Any good estate planning attorney knows that protecting your children from frittering away an inheritance is one of the main reasons for a spendthrift trust. In addition, protecting children from divorce and other money problems is another popular reason for a spendthrift trust, according to Kiplinger in “How to Keep Your Heirs from Blowing Their Inheritance.”
We all want the best for our kids, and if we’ve been fortunate, we are happy to leave them with a nice inheritance that makes for a better life. However, regardless of how old they are, we know our children best and what they are capable of. Some adults are simply not prepared to handle a significant inheritance. They may have never learned how to manage money, or may be involved with a significant other who you fear may not have their best interests in mind. Or perhaps there are problems with drug or alcohol abuse that concern you. Or perhaps they are simply not ready for the responsibility that comes with an inheritance. All of these are valid reasons for a spendthrift trust in the estate plan.
Don’t feel bad if your children aren’t ready for an inheritance. How many stories do we read about lottery winners who go through all their winnings and end up filing for bankruptcy? They simply aren’t psychologically ready for sudden wealth.
As the old saying saying goes, “dollars inherited spend easier than dollars earned.”
A spendthrift trust protects heirs, by providing a trustee with the authority to control how the beneficiary can use the funds. A trust becomes a spendthrift trust when the estate planning attorney who creates it uses specific language indicating that the trust qualifies as such, and by including limitations to the beneficiary’s control of the funds.
A spendthrift trust also protects assets from creditors, because the heir does not own the assets. The trust owns the assets. This also protects the assets from divorces, lawsuits, and bankruptcies. Other reasons for a spendthrift trust include keeping the money out of the hands of manipulative business partners, family members, and even “friends.”
Once money is paid to the beneficiary from the trust, however, the protections for that money paid to them go away. But as long as money is in the trust, it enjoys protection. So to consume as needed, but protect the rest, is a good strategy.
The trustee in a spendthrift trust has a level of control that is granted by you, the grantor of the trust. You can stipulate that the trustee is to make a set payment to the beneficiary every month, or that the trustee decides how much money the beneficiary receives, which is known as a discretionary trust. A discretionary trust has the greatest asset protection and the greatest flexibility. So long as you “trust” your trustee’s judgment, and the trustee understands your reasons for creating a spendthrift trust, a discretionary trust is a great option.
For instance, if the money is to be used to pay college tuition, the trustee can write a check for tuition payments every semester, or they can put conditions on the heir’s academic performance and only pay the tuition if those conditions are met.
For a spendthrift trust, carefully consider who might be able to take on this task.

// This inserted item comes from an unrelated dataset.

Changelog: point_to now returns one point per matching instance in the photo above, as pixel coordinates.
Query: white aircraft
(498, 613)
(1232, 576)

Be realistic about the family dynamics. Sometimes, a professional firm, bank, or investment company may be a better, less emotionally involved trustee than an aunt or uncle.
If you need more information on choosing the right trustee, review this article by the author.
An estate planning attorney can learn about your unique family circumstances, as well as your most important goals and concerns, and help determine whether your reasons for a spendthrift trust warrant including one in your estate plan.
Reference: Kiplinger (June 5, 2019) “How to Keep Your Heirs from Blowing Their Inheritance.”